Ferguson Niall D, Frutos-Vivar Fernando, Esteban Andrés, Fernández-Segoviano Pilar, Aramburu José Antonio, Nájera Laura, Stewart Thomas E
Interdepartmental Division of Critical Care Medicine and the Department of Medicine, Division of Respirology, University Health Network and Mount Sinai Hospital, University of Toronto, Toronto, Ontario, Canada.
Crit Care Med. 2005 Oct;33(10):2228-34. doi: 10.1097/01.ccm.0000181529.08630.49.
To determine and compare the diagnostic accuracy of three clinical definitions of acute respiratory distress syndrome (ARDS): (1) the American-European consensus conference definition; (2) the lung injury score; and (3) a recently developed Delphi definition. A second objective was to determine the accuracy of clinical diagnoses of ARDS made in daily practice.
Independent comparison of autopsy findings with the daily status of clinical definitions, constructed with data abstracted retrospectively from medical records.
Tertiary intensive care unit.
One hundred thirty-eight patients from the period 1995 through 2001 who were autopsied after being mechanically ventilated.

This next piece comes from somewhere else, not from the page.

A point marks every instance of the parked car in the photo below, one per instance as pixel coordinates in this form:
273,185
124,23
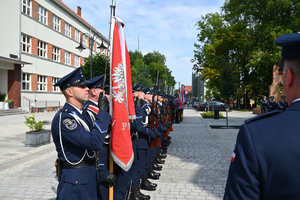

Clinical ARDS diagnoses were determined daily without knowledge of autopsy results. Charts were reviewed for any mention of ARDS in the clinical notes. Autopsies were reviewed independently by two pathologists for the presence of diffuse alveolar damage. The sensitivity and specificity of the definitions were determined with use of diffuse alveolar damage at autopsy as the reference standard.
Diffuse alveolar damage at autopsy was documented in 42 of 138 cases (30.4%). Only 20 of these 42 patients (47.6%) had any mention of ARDS in their chart. Sensitivities and specificities (95% confidence intervals) were as follows: American-European definition, 0.83 (0.72-0.95), 0.51 (0.41-0.61); lung injury score, 0.74 (0.61-0.87), 0.77 (0.69-0.86); and Delphi definition, 0.69 (0.55-0.83), 0.82 (0.75-0.90). Specificity was significantly higher for both the lung injury score and Delphi definition than for the American-European definition (p < .001 for both), whereas comparisons of sensitivity, which was higher for the American-European definition, were not significantly different (p = .34 and p = .07, respectively).
Acute respiratory distress syndrome appears underrecognized by clinicians in patients who die with this syndrome. In this population, the specificities of existing clinical definitions vary considerably, which may be problematic for clinical trials.
确定并比较急性呼吸窘迫综合征(ARDS)三种临床定义的诊断准确性:(1)欧美共识会议定义;(2)肺损伤评分;(3)最近制定的德尔菲定义。第二个目的是确定日常实践中ARDS临床诊断的准确性。
将尸检结果与临床定义的日常情况进行独立比较,这些临床定义是根据从病历中回顾性提取的数据构建的。
三级重症监护病房。
1995年至2001年期间138例接受机械通气后进行尸检的患者。
在不知道尸检结果的情况下每天确定临床ARDS诊断。查阅病历中任何提及ARDS的临床记录。由两名病理学家独立检查尸检情况,以确定是否存在弥漫性肺泡损伤。以尸检时的弥漫性肺泡损伤作为参考标准,确定各定义的敏感性和特异性。
138例病例中有42例(30.4%)尸检记录有弥漫性肺泡损伤。这42例患者中只有20例(47.6%)病历中有任何关于ARDS的记录。敏感性和特异性(95%置信区间)如下:欧美定义,0.83(0.72 - 0.95),0.51(0.41 - 0.61);肺损伤评分,0.74(0.61 - 0.87),0.77(0.69 - 0.86);德尔菲定义,0.69(0.55 - 0.83),0.82(0.75 - 0.90)。肺损伤评分和德尔菲定义的特异性均显著高于欧美定义(两者p <.001),而敏感性方面,欧美定义较高,但比较结果无显著差异(分别为p = 0.34和p = 0.07)。
临床医生似乎未充分认识到死于该综合征患者中的急性呼吸窘迫综合征。在这一人群中,现有临床定义的特异性差异很大,这可能给临床试验带来问题。